I took every Redis release starting with 2.6 and compiled them 12 different ways.
It took my computer (actual computer, real cores, no VM, no SMT/HT) about 5 days to run through the entire test. I repeated the entire test four times and assembled the best results from each run.
The main job of Redis is storing and retrieving data. To store and retrieve data, Redis is constantly creating C strings and allocating/freeing memory. These benchmarks were a test to see if different optimization options can give us a higher performing Redis without any additional coding.
What is -flto?
LTO is short for Link Time Optimization. Both clang and gcc support LTO.
What is Link Time Optimization?
LTO is an alternative, and preferred, way to improve the optimize-at-compile-time capability of compilers. Compilers can only inline and optimize code when all relevant functions are evaluated at the same time and result in the same compilation unit (.o file). But, if your project is generating 50 independent .o files (or thousands of them), the compiler can’t reach into one compiled .o file, extract a function, and inline it in another .o file.
Historically, the way you get around optimization being limited to compilation units is to use an amalgamation where you basically concatenate all your source files together into one giant 110,000 line file.

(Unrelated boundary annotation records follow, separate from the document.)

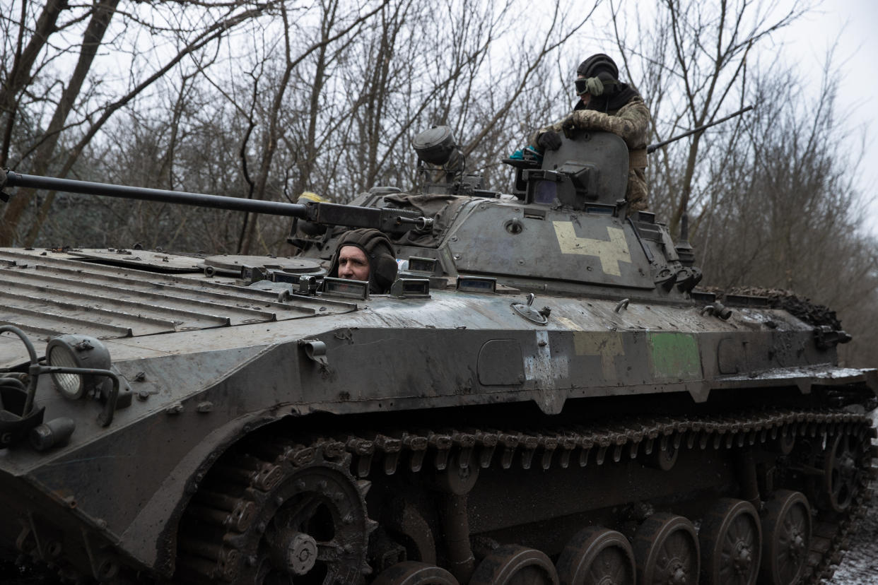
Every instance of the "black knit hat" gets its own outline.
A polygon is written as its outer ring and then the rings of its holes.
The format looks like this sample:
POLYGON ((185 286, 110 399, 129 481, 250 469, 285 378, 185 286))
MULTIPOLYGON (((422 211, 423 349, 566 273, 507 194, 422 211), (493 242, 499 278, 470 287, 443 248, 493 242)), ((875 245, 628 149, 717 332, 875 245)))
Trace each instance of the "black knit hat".
POLYGON ((369 292, 382 294, 390 290, 398 268, 390 239, 378 230, 366 227, 345 232, 333 254, 329 276, 338 277, 338 257, 345 246, 356 246, 369 259, 369 292))
POLYGON ((614 81, 619 79, 619 68, 615 66, 615 61, 602 53, 592 55, 576 68, 576 75, 579 77, 600 76, 603 80, 607 75, 599 75, 601 73, 608 75, 614 81))

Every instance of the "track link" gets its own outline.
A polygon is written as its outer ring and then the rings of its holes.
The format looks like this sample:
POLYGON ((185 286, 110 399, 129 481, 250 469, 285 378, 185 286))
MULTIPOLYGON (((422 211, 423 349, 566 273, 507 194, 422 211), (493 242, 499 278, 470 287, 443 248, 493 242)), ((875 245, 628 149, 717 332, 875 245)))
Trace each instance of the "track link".
MULTIPOLYGON (((631 417, 554 429, 381 429, 356 435, 245 440, 220 460, 193 496, 181 522, 176 578, 181 582, 234 581, 241 551, 252 549, 265 530, 255 521, 257 509, 281 478, 309 466, 343 467, 364 496, 370 474, 392 474, 400 466, 413 473, 424 466, 443 470, 449 465, 567 468, 618 462, 671 447, 730 449, 785 438, 825 440, 838 434, 858 439, 861 449, 856 462, 861 473, 843 512, 816 509, 802 579, 816 585, 831 577, 871 496, 867 488, 876 473, 873 459, 878 451, 871 446, 875 429, 865 415, 779 409, 723 417, 631 417)), ((365 522, 371 531, 375 523, 365 522)), ((369 573, 363 564, 362 575, 369 573)))

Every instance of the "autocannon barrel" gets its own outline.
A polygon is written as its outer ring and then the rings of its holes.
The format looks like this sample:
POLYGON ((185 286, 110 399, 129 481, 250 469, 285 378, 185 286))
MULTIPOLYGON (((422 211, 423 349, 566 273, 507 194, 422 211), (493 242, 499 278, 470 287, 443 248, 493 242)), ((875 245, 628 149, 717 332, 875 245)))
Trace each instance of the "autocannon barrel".
POLYGON ((432 219, 421 218, 416 212, 407 210, 365 208, 327 203, 288 203, 279 201, 262 201, 145 187, 112 185, 90 181, 57 179, 35 175, 22 175, 13 171, 0 174, 0 189, 5 187, 43 189, 66 193, 82 193, 279 215, 298 218, 316 224, 372 227, 383 232, 406 232, 413 226, 428 229, 433 223, 432 219))

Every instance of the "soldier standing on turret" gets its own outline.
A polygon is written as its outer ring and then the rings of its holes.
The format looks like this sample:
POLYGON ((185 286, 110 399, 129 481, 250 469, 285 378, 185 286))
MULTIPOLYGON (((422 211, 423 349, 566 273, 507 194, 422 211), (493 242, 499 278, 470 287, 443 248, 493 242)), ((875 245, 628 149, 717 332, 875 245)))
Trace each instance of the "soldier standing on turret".
POLYGON ((622 137, 628 145, 629 212, 646 209, 646 139, 650 111, 637 90, 618 81, 619 69, 608 56, 594 54, 576 68, 576 94, 579 102, 560 122, 540 128, 530 143, 541 153, 561 146, 559 132, 600 130, 622 137))

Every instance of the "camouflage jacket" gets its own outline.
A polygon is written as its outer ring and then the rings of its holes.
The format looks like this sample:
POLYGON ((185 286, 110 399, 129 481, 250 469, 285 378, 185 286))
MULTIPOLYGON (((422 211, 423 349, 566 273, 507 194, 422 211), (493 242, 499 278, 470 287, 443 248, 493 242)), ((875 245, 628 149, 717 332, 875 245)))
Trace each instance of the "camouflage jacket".
MULTIPOLYGON (((601 130, 613 132, 628 145, 629 150, 646 147, 650 129, 650 111, 644 99, 637 96, 616 111, 603 113, 596 110, 575 110, 560 122, 540 128, 530 135, 530 144, 536 145, 540 134, 549 131, 561 132, 565 126, 580 130, 601 130)), ((645 166, 645 165, 644 165, 645 166)))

But, Redis conditionally includes some files based on your current system, so you can’t just cat *.c > redis-everything.c.
This is where LTO comes in. LTO retains modular function details in an intermediate format (for LLVM/clang the format is LLVM bitcode, for GCC the format is GIMPLE).
Now your compiler can still compile each source file to an independent object file, but it keeps the ability to cross-inline and optimize functions at Link Time, giving us full Link Time Optimization without needing to concatenate all our files together.
Relevance to Redis
Redis uses an internal string library for managing C strings along with an internal allocation wrapper for malloc/free calls. By using LTO, the compiler can cross-inline relevant calls to the abundantly used string creation/updating/destruction functions as well as relevant calls to zmalloc/zfree, resulting in reduced function call overhead for many operations.
You’ll notice compiles with LTO enabled dominate the benchmark results because they generate faster performing code.
GCC allows per-function optimization annotations. Based on empirical data, we can decorate our functions with GCC pragmas to optimize some functions for space so specific tight loop functions remain in hot cache easier, and for other functions we can optimize for lowering call overheads.
But, you’ll also notice clang outperforms GCC in most benchmarks.
Clang doesn’t allow per-function optimization levels, but we could also decide to use specific optimization levels for specific files instead of using one default -O2 across the entire project. Some data structures clearly benefit from using -Os or even -Ofast over -O2.
Note: none of my tests used -march, but it would be interesting to re-run them under that condition too.
Note: Redis currently has over 150 individual commands, but the redis-benchmark suite, by default, only tests about 10 common commands. There’s enough combinations of compiler options and commands to run tests filling a non-trivial cluster for a month of continuous performance testing across historical versions.